L'ancien président américain Barack Obama a prononcé cette nuit un discours où il a accusé les grandes plateformes d'avoir largement amplifié "les pires instincts de l'humanité". "L'une des causes majeures de l'affaiblissement des démocraties tient au profond changement dans nos façons de communiquer et de nous informer", a-t-il déclaré devant des étudiants de Stanford, l'université au coeur de la Silicon Valley, en Californie.

Le leader démocrate a reconnu qu'il n'aurait "peut-être pas été élu" sans des sites comme MySpace ou Facebook, et a évoqué le travail bénéfique de sensibilisation et de mobilisation réalisé par des militants dans le monde entier, via les réseaux. Mais il a surtout détaillé le revers du succès de Facebook ou YouTube, dont le modèle économique - la publicité ciblée à grande échelle - repose sur l'économie de l'attention.

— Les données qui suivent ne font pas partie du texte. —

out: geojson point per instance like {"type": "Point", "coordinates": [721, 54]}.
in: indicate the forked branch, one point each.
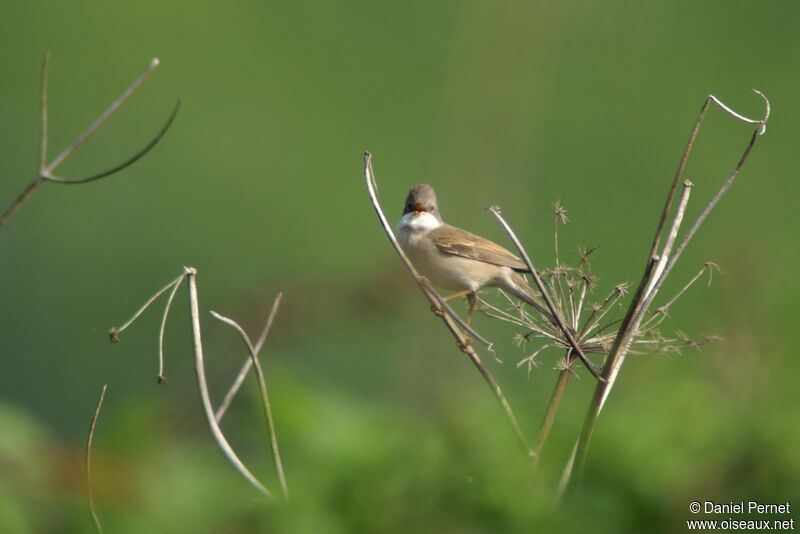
{"type": "Point", "coordinates": [262, 385]}
{"type": "Point", "coordinates": [89, 442]}
{"type": "Point", "coordinates": [190, 274]}
{"type": "Point", "coordinates": [658, 267]}
{"type": "Point", "coordinates": [47, 171]}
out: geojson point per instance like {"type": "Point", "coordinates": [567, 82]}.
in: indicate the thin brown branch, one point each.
{"type": "Point", "coordinates": [248, 363]}
{"type": "Point", "coordinates": [115, 331]}
{"type": "Point", "coordinates": [222, 442]}
{"type": "Point", "coordinates": [643, 298]}
{"type": "Point", "coordinates": [123, 165]}
{"type": "Point", "coordinates": [89, 440]}
{"type": "Point", "coordinates": [92, 129]}
{"type": "Point", "coordinates": [262, 384]}
{"type": "Point", "coordinates": [549, 301]}
{"type": "Point", "coordinates": [177, 284]}
{"type": "Point", "coordinates": [43, 114]}
{"type": "Point", "coordinates": [442, 310]}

"Malheureusement, ce sont les contenus inflammatoires, polarisants qui attirent l'attention et encouragent la participation" des utilisateurs, a-t-il noté. L'ex chef d'Etat (2009-2017) s'est aussi étendu sur le phénomène de la désinformation, et s'est reproché de ne pas avoir suffisamment réalisé "à quel point nous étions devenus réceptifs aux mensonges et aux théories du complot" avant l'élection de Donald Trump, qui lui a succédé. "Poutine n'a pas fait ça. Il n'a pas eu besoin. Nous nous le sommes fait à nous-mêmes", a-t-il ajouté, évoquant les campagnes de manipulation des électeurs orchestrées depuis la Russie.

"Nous venons de voir un président en exercice nier des résultats électoraux clairs et aider à inciter une insurrection violente contre la capitale de la nation", a-t-il assené, en référence à Donald Trump, qui n'a pas reconnu la victoire de Joe Biden fin 2020, et a encouragé ses partisans avant l'assaut du Capitole le 6 janvier 2021, qui a fait plusieurs morts.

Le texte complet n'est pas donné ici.